For Naderi, who spends her days hearing stories nearly as harrowing as Sahar Gul’s, the deluge of publicity surrounding Gul’s case is largely positive.

“For Afghanistan to tackle women’s rights and make sure that women’s rights are preserved, cases like those have to be very public—not just this case, but others as well: underage marriage, girls being sold,” says Naderi. “All of this has to be publicized in order to show people these are not okay and you will be punished if you do it.”

Gul’s story is only the latest in a string of horrific and high-profile cases of abuse of Afghan women to seize the international spotlight. A young woman named Gulnaz caught the world’s attention this winter when a film highlighted her imprisonment for the “crime” of having been raped. Afghan President Hamid Karzai eventually pardoned her following a storm of media coverage, but an outcry was later provoked when she was urged to marry her attacker for the sake of her safety.

The maiming of Bibi Aisha, whose in-laws cut off parts of her nose and ears for trying to flee their endless abuse, shocked the world in a story first reported by The Daily Beast in 2009. When her picture reached the cover of TIME in 2010, her story became an international cause and the young woman reached the safety of the United States last year. A happy ending, however, remains elusive, as Bibi Aisha tries to rebuild her life amid incessant media attention and continued emotional trauma. She has yet to have the plastic surgery to repair her nose com and ear.

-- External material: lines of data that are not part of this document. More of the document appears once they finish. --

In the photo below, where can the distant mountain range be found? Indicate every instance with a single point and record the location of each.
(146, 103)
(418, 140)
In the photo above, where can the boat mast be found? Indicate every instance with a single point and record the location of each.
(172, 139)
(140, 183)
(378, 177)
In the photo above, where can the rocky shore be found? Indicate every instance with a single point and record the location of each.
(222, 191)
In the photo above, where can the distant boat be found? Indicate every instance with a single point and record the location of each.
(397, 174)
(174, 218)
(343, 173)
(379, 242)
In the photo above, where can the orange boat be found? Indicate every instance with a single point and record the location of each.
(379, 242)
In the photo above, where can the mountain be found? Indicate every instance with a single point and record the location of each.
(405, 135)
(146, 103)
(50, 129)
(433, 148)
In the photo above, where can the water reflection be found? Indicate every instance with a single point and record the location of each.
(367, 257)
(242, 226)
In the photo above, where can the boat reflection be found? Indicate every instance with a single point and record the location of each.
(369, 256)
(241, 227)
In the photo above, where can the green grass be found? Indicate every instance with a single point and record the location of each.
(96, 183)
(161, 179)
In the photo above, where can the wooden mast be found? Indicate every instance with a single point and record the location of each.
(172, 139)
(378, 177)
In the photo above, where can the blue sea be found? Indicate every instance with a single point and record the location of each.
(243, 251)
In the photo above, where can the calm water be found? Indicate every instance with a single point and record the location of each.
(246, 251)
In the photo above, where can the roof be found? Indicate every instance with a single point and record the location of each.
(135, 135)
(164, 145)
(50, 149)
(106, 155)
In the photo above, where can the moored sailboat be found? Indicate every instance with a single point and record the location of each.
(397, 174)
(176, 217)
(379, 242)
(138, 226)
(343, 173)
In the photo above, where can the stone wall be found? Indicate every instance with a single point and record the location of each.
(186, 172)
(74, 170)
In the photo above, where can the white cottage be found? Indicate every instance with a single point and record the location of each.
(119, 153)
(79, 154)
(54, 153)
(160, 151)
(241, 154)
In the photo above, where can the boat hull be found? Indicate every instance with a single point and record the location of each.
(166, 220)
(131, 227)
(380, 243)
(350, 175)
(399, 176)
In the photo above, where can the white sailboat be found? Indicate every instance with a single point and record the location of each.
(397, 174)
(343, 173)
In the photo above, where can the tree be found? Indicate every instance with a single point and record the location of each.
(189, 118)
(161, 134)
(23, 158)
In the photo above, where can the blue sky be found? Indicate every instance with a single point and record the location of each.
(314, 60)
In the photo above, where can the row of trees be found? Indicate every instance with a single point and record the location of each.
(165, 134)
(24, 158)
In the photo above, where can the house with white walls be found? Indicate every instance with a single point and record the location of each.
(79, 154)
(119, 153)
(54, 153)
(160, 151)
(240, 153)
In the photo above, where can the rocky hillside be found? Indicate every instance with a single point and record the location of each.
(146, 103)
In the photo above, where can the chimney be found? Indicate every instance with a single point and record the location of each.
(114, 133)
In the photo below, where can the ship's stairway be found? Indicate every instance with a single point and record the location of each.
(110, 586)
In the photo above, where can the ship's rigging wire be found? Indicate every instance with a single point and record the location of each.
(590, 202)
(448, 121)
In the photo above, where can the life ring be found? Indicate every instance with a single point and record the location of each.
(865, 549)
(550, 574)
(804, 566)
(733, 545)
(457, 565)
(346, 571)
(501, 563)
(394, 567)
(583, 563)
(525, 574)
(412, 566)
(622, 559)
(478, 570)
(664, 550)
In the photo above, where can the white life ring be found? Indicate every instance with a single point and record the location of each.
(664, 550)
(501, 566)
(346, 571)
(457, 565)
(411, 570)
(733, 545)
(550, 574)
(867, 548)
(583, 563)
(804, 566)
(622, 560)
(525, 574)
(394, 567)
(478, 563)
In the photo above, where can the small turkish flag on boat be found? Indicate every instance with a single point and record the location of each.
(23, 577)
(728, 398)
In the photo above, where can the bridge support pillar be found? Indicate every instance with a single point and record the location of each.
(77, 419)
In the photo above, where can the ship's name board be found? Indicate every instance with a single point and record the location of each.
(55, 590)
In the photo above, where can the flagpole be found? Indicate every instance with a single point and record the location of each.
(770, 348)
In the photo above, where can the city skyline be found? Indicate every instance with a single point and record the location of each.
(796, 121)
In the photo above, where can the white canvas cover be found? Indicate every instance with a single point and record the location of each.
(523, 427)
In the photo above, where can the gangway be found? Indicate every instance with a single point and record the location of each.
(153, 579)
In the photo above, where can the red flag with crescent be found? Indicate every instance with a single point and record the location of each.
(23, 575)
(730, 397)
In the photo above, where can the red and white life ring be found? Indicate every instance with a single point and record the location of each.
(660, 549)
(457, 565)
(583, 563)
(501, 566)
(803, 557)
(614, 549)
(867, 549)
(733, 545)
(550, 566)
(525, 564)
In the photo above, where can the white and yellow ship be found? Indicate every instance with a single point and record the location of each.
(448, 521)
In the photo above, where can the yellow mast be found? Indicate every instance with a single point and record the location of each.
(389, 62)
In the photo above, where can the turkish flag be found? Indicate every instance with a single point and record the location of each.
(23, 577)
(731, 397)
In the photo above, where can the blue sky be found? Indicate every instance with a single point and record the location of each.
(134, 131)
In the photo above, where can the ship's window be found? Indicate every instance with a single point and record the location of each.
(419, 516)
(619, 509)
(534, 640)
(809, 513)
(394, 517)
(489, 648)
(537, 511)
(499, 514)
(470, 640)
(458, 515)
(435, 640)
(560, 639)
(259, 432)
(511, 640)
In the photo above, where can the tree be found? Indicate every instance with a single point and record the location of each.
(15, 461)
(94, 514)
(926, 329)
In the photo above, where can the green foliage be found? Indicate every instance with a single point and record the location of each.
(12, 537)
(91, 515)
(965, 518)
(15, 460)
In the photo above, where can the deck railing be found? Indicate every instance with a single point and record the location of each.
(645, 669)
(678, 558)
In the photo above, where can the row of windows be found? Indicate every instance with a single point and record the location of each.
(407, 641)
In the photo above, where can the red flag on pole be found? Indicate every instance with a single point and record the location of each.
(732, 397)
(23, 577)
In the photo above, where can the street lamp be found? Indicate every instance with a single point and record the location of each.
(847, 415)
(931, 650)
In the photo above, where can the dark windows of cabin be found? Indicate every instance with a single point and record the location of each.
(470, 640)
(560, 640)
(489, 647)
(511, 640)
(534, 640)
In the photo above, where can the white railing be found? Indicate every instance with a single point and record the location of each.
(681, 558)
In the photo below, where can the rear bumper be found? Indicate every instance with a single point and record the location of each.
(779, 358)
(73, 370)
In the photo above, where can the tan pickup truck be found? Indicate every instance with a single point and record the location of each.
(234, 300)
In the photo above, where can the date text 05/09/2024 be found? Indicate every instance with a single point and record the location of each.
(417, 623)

While the media trains its lens and its notebooks on these single cases in short and spectacular bursts, the victims’ much harder work of pursuing justice and finding a ‘normal’ life following unspeakable cruelty and sustained abuse often receives far less attention.

“It is good that these stories are covered, but most important is that the media should also cover the followup: what happens to the people who have done this?” says Ashraf of Gul’s abusers. “There are not enough programs in the media that would be interested in following that story. It is critical that we know two months from today, two years from today, what happens. People have committed a crime against this girl.”